Identification of Global Warming Contribution to the El Niño Phenomenon Using Empirical Orthogonal Function Analysis

Authors

  • Mochamad Tito Julianto Department of Mathematics, FMIPA Building, IPB Dramaga Campus, Bogor, Indonesia 16680
  • Septian Dhimas Department of Mathematics, FMIPA Building, IPB Dramaga Campus, Bogor, Indonesia 16680
  • Ardhasena Sopaheluwakan Meteorological, Climatological, and Geophysical Agency, Kemayoran, Jakarta Pusat, DKI Jakarta, Indonesia 10610
  • Sri Nurdiati Department of Mathematics, FMIPA Building, IPB Dramaga Campus, Bogor, Indonesia 16680
  • Pandu Septiawan Department of Mathematics, FMIPA Building, IPB Dramaga Campus, Bogor, Indonesia 16680

DOI:

https://doi.org/10.29244/j.agromet.35.1.11-19

Keywords:

El Niño, empirical orthogonal function, Pacific Ocean, sea surface temperature

Abstract

Sea surface temperature (SST) is identified as one of the essential climate/ocean variables. The increased SST levels worldwide is associated with global warming which is due to excessive amounts of greenhouse gases being released into the atmosphere causing the multi-decadal tendency to warmer SST. Moreover, global warming has caused more frequent extreme El Niño Southern Oscillation (ENSO) events, which are the most dominant mode in the coupled ocean-atmosphere system on an interannual time scale.
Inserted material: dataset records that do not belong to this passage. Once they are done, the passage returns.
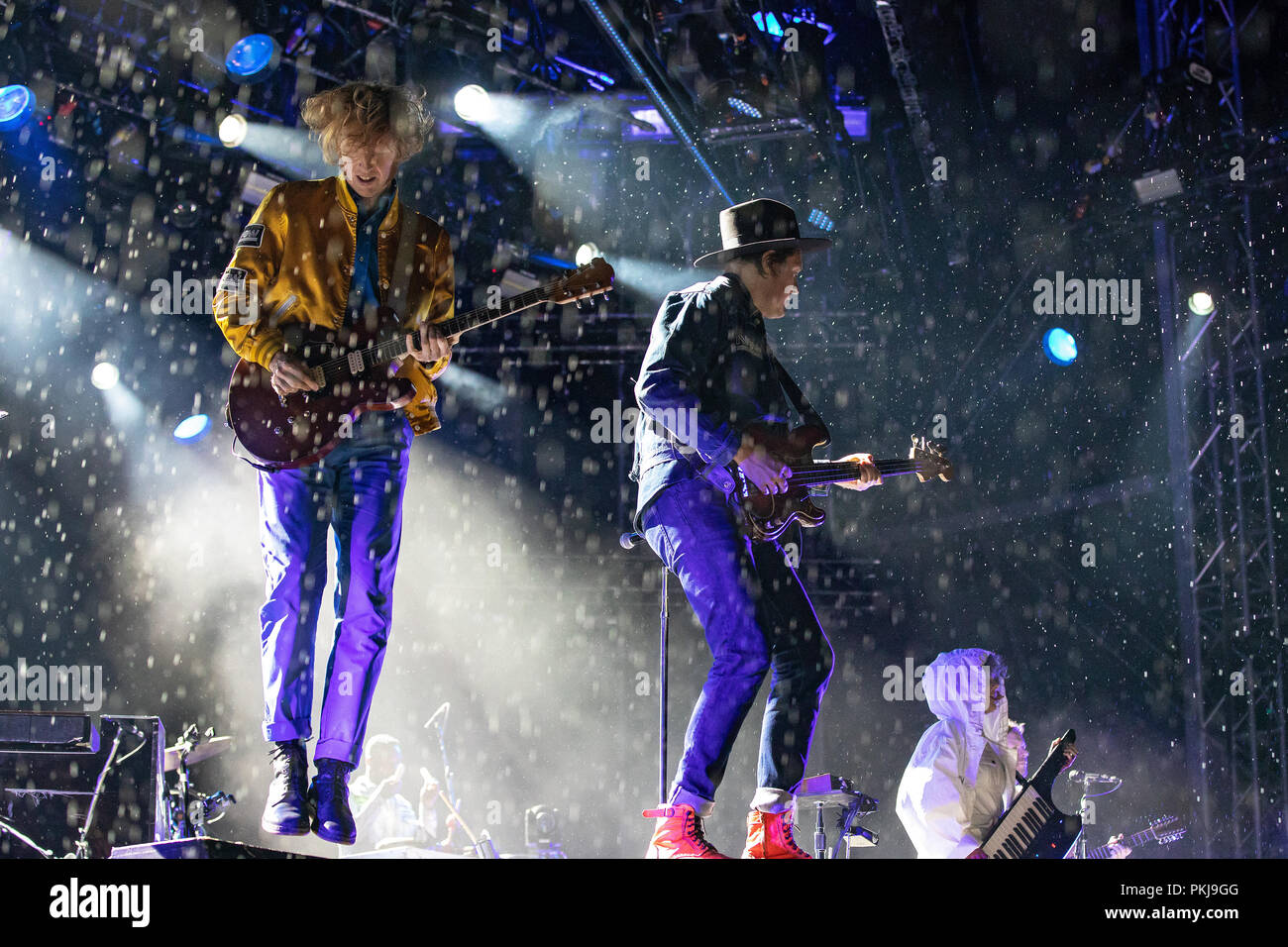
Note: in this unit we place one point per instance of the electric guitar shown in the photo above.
(768, 515)
(352, 367)
(1150, 834)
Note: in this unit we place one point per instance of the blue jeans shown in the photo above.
(357, 491)
(758, 618)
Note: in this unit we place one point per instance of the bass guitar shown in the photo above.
(768, 515)
(352, 367)
(1160, 830)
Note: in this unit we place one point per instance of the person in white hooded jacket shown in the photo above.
(961, 777)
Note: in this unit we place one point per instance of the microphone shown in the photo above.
(439, 712)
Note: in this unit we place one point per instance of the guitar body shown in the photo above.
(768, 515)
(765, 517)
(352, 365)
(300, 429)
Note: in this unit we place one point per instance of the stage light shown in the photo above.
(822, 221)
(17, 103)
(1201, 303)
(1157, 185)
(232, 131)
(253, 58)
(192, 429)
(1059, 346)
(104, 376)
(473, 105)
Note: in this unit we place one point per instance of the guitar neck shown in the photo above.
(1133, 841)
(387, 351)
(838, 471)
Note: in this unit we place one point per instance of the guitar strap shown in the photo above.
(404, 262)
(798, 398)
(716, 474)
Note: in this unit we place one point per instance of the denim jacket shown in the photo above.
(706, 375)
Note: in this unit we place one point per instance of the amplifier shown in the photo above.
(46, 792)
(24, 731)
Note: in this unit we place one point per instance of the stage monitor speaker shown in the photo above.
(46, 792)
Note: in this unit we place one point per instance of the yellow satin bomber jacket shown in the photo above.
(294, 262)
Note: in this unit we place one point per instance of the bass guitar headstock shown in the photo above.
(1164, 830)
(930, 460)
(588, 281)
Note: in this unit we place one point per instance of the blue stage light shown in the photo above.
(253, 58)
(822, 221)
(745, 107)
(192, 429)
(1059, 346)
(17, 103)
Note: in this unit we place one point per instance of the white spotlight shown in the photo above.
(232, 131)
(104, 376)
(473, 105)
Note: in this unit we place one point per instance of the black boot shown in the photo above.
(286, 810)
(329, 801)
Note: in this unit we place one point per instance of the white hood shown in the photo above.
(936, 795)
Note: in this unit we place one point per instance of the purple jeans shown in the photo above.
(357, 492)
(758, 620)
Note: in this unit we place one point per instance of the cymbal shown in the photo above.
(201, 751)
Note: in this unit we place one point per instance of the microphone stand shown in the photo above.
(447, 768)
(20, 836)
(629, 540)
(1085, 812)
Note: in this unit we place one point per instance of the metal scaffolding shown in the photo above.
(1218, 459)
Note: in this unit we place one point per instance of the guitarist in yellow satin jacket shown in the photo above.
(295, 262)
(323, 252)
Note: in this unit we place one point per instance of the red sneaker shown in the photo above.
(679, 834)
(769, 835)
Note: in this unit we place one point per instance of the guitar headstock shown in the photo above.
(588, 281)
(1166, 838)
(930, 460)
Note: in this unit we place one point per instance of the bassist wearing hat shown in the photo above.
(707, 375)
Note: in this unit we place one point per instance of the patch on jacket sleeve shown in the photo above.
(233, 281)
(252, 236)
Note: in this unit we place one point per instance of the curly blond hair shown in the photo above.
(361, 114)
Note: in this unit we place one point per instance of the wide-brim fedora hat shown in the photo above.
(756, 227)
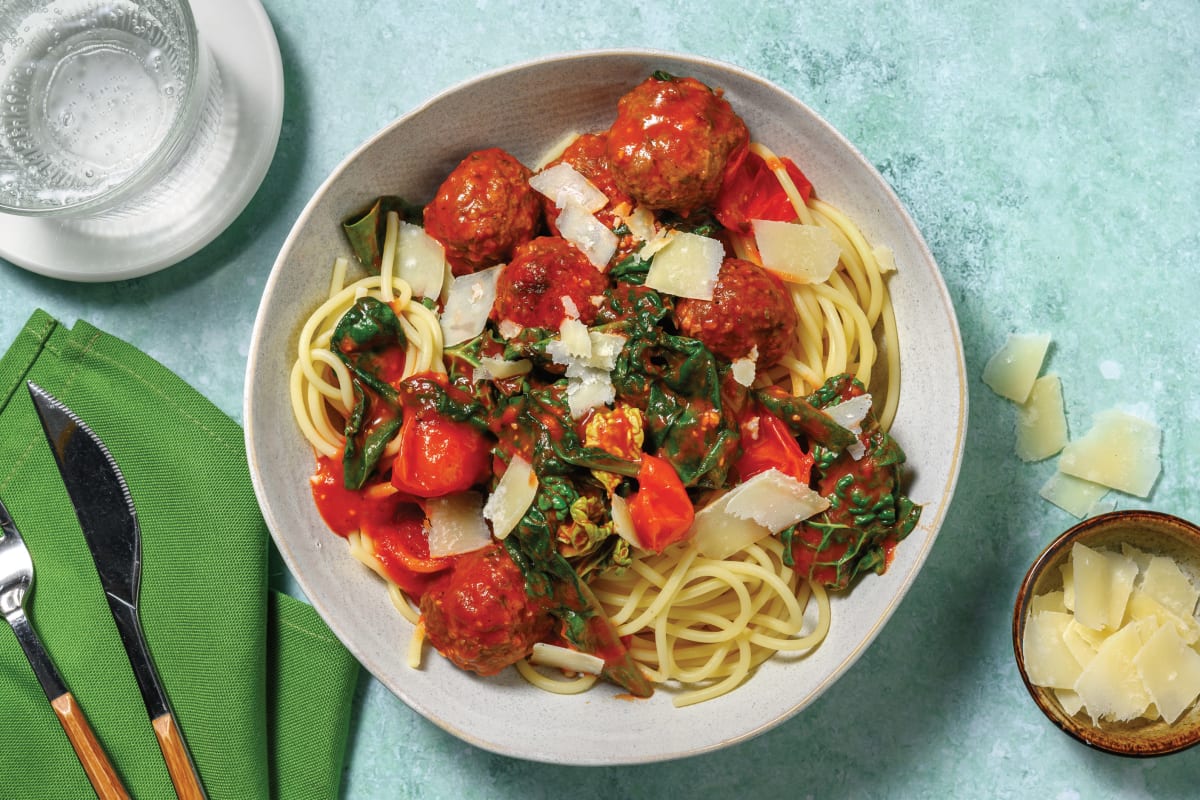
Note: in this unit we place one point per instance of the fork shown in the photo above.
(17, 581)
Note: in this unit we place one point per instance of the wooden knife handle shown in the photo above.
(95, 763)
(179, 761)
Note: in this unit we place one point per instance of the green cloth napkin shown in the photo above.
(261, 686)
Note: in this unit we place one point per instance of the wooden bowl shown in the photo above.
(1153, 533)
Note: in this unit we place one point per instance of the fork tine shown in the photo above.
(16, 578)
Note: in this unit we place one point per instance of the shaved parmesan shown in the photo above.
(641, 223)
(420, 260)
(1048, 661)
(498, 368)
(657, 242)
(1051, 601)
(1092, 579)
(588, 391)
(687, 266)
(563, 184)
(1110, 685)
(456, 524)
(1072, 494)
(1165, 582)
(1143, 606)
(551, 655)
(1170, 671)
(797, 253)
(1122, 572)
(1144, 666)
(885, 258)
(1081, 642)
(1041, 421)
(763, 505)
(850, 415)
(774, 500)
(1121, 451)
(511, 498)
(588, 365)
(1012, 371)
(580, 227)
(576, 342)
(468, 305)
(718, 534)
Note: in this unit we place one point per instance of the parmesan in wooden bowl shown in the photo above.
(1105, 632)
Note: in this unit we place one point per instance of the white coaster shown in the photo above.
(243, 43)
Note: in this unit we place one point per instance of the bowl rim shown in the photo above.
(941, 298)
(1051, 554)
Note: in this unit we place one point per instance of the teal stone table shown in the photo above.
(1049, 155)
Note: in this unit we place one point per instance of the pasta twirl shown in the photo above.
(635, 409)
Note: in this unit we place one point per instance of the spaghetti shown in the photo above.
(701, 624)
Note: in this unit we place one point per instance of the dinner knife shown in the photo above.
(109, 524)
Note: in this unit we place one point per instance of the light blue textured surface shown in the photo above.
(1048, 155)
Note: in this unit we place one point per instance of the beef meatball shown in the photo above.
(481, 619)
(671, 143)
(483, 210)
(543, 271)
(750, 307)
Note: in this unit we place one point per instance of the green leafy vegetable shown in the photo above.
(366, 230)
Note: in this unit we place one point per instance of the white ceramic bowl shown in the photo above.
(526, 109)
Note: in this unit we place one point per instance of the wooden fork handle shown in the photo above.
(179, 762)
(95, 763)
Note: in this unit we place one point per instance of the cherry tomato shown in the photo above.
(753, 192)
(396, 529)
(768, 444)
(439, 456)
(660, 509)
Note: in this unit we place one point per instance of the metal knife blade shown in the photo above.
(109, 523)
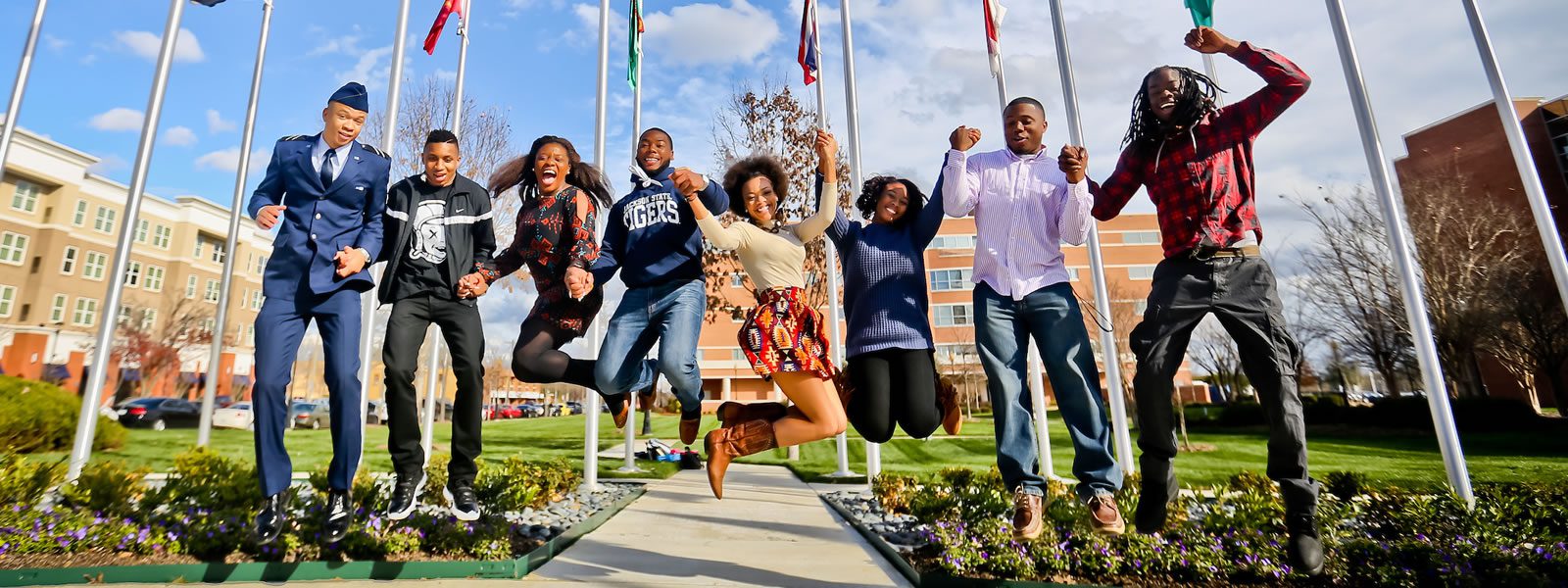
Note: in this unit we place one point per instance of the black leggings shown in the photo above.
(538, 357)
(894, 386)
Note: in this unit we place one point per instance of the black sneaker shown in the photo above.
(1303, 548)
(339, 516)
(405, 496)
(465, 504)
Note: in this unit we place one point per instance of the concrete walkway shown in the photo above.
(770, 530)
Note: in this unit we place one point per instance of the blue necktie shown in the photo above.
(326, 169)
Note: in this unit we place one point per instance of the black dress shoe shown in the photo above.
(339, 514)
(273, 517)
(405, 496)
(465, 504)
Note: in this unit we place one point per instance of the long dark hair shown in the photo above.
(519, 172)
(752, 169)
(870, 192)
(1199, 96)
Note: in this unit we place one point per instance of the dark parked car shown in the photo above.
(159, 413)
(310, 416)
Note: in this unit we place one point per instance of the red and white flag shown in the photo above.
(993, 39)
(447, 8)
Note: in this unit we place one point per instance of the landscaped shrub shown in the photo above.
(43, 417)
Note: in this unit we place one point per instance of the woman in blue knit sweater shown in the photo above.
(885, 303)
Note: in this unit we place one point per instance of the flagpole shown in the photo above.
(1521, 153)
(830, 261)
(104, 345)
(23, 73)
(1107, 334)
(854, 118)
(1403, 263)
(368, 302)
(592, 407)
(1037, 381)
(235, 211)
The objective of this research is to calculate the contribution of global warming to the ENSO phenomenon.  SST anomalies (SSTA) variability rosed from several mechanisms with differing timescales. Therefore, the Empirical Orthogonal Function in this study was used to analyze the data of Pacific Ocean sea surface temperature anomaly. By using EOF analysis, the pattern in data such as precipitation and drought pattern can be obtained. The result of this research showed that the most dominant EOF mode reveals the time series pattern of global warming, while the second most dominant EOF mode reveals the El Niño Southern Oscillation (ENSO). The modes from this EOF method have good performance with 95.8% accuracy rate.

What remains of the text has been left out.